Western Cape Telematics programme being implemented in other provinces

Minister of Education Donald Grant

Western Cape Government

I am very pleased that the WCED’s telematics programme is being expanded in the Western Cape, as well as, being implemented in two other provinces by their education departments.

In 2009, the Western Cape Education Department introduced a telematics pilot project in 10 schools to help assist learners in improving academic performance after school hours.

The Interactive Telematics Teaching Programme is a collaborative project between the WCED and the Division of Telematic Services at Stellenbosch University.The programme consists of live televised broadcasts of lessons by expert teachers via satellite to schools from a studio at Stellenbosch University.

Broadcast subjects include Mathematics, Physical Sciences, Life Sciences, Accounting, English First Additional Language, Afrikaans Home Language and Geography. The programme also allows learners to interact with the presenter in the studio through the Internet or a cellphone. They can also pose questions to the presenter after the broadcasts.

Since the success of the pilot in 2009, the programme has continued to expand year on year in the Western Cape. Today, a total of 146 schools across the province receive the broadcasts.

Initially, the programme was targeted to support Grade 12 learners in underperforming schools and schools that needed additional support. This was then expanded to include tuition for Grade 11 learners. In 2013, the Telematics programme was further expanded to Grade 10 in order to support the WCED’s Maths and Science strategy.

I am excited that in 2014 we will be piloting this service in our primary schools. 10 Primary schools will be selected to pilot lessons that aim to improve Language and Maths performance of Grade 6 learners.

So far, the evidence shows that the telematics programme has supported other strategies to help improve performance levels in Grade 12.

A recent analysis of the schools participating in the telematics programme indicates that the NSC pass rate of schools taking part grew from 60.37% in 2010 to 72.49% in 2012. The number of candidates at Telematics schools passing matric with access to Bachelor degree studies increased from 2 499 to 3 506 over these three years, representing an increase from 12.53% to 18.96%.

In 2010, 76 schools in the programme were classified as underperforming (A pass rate of less than 60%). In 2012 only 19 schools achieved less than 60%.

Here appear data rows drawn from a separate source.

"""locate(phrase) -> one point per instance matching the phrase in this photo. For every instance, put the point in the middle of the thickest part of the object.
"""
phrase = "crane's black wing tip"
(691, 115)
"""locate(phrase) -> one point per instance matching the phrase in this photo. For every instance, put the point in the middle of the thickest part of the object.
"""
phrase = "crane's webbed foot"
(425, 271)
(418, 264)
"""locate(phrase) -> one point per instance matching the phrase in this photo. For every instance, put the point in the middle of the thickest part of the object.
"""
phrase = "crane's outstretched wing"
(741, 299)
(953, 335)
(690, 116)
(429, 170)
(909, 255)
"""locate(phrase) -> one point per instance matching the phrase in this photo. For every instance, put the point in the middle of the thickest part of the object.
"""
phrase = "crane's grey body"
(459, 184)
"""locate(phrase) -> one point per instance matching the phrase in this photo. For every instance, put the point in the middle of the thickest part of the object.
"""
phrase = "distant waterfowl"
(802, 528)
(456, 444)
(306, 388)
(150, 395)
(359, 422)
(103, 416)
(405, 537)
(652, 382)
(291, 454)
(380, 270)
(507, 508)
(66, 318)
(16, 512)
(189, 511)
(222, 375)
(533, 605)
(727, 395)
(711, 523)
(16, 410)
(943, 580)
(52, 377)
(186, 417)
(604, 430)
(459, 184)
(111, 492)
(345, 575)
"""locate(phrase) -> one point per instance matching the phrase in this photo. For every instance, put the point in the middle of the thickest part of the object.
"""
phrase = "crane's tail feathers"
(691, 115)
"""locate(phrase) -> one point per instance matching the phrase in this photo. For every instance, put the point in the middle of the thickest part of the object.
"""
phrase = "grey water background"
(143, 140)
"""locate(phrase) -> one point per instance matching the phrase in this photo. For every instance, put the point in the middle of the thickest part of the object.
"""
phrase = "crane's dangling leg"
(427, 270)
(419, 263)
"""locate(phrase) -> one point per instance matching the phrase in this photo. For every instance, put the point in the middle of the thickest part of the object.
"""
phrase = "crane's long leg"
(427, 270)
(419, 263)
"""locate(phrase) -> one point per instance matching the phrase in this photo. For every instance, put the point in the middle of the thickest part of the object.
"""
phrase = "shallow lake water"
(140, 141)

In Mathematics and Physical Science, the number of candidates passing with more than 60% increased from 178 to 285 for Mathematics and 203 to 277 for Physical Sciences.

These improved results must, however, not be seen in isolation as the telematics programmes introduced in schools are re-enforcing and complementing existing strategies that are currently being implemented in our schools, such as the Grade 12 improvement programme, the Maths and Science Strategy and the Language and Maths strategy in Primary schools. This obviously includes the provision of textbooks, exemplar exam papers and other support by the WCED.

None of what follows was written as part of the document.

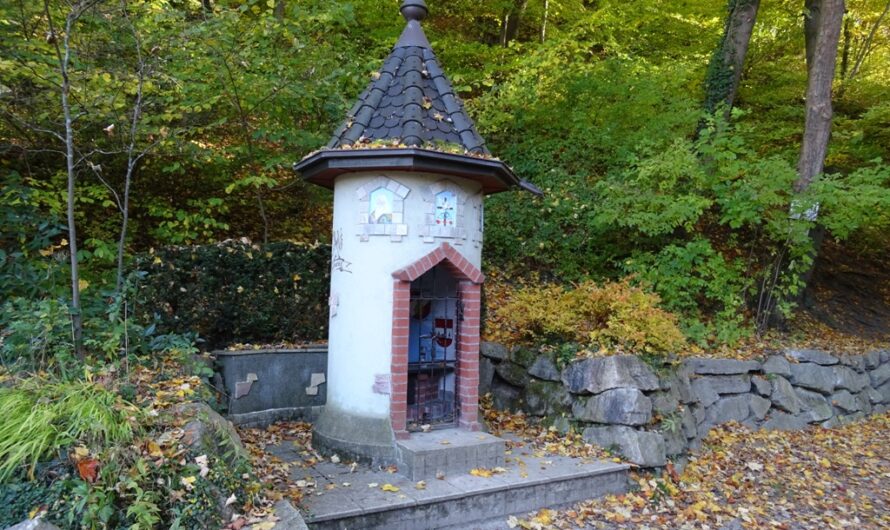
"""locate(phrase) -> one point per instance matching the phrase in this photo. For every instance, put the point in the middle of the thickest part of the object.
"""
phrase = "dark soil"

I am delighted that other Provinces have recognised the programme’s success. In February 2012, representatives of the WCED and the University of Stellenbosch’s Telematics Department were invited to address management officials of the Northern Cape Education Department to share best practice on the telematics project in the Western Cape.

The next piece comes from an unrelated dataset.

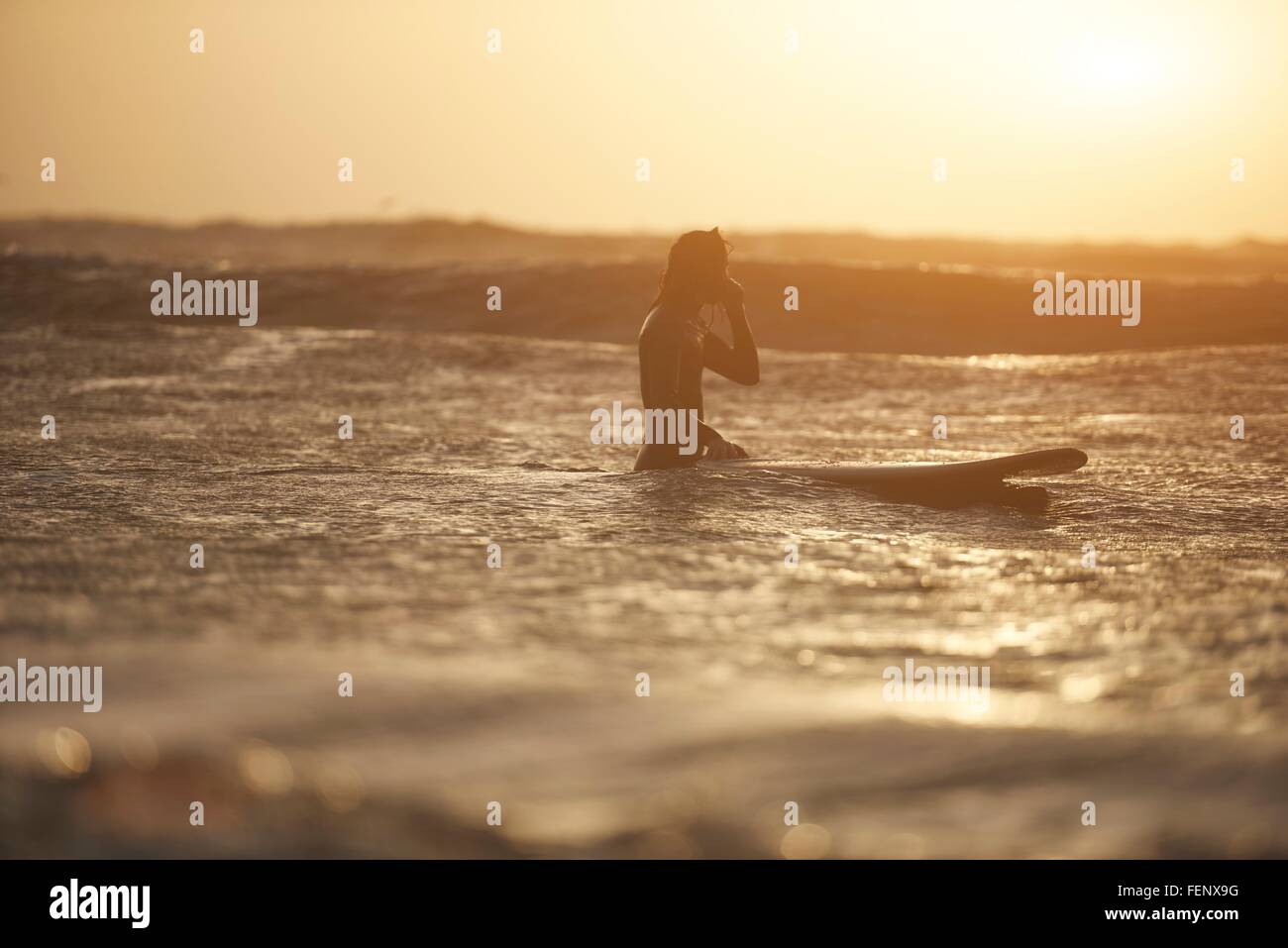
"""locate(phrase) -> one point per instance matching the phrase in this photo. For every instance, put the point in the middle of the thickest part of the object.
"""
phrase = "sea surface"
(761, 609)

Following numerous discussions and a visit by representatives from the Northern Cape, the Northern Cape Education Department decided to implement the project in a selection of schools. Today, 76 schools in the Northern Cape are participating in the programme.

The programme was then also recently introduced on a lesser scale in the Free State. Four schools are participating in the programme.

The 80 schools in the two provinces are beamed lessons from the Stellenbosch studio using lead teachers from the Western Cape.

The WCED is also providing the schools in the Northern Cape and Free State with electronic copies of the lessons for them to print for their learners, and DVDs are available to purchase form EDUMEDIA.

I am excited to have witnessed the growth of this programme in our schools and into the other provinces.

I am also pleased how the programme complements other strategies that ultimately aim to improve learner performance in the Western Cape.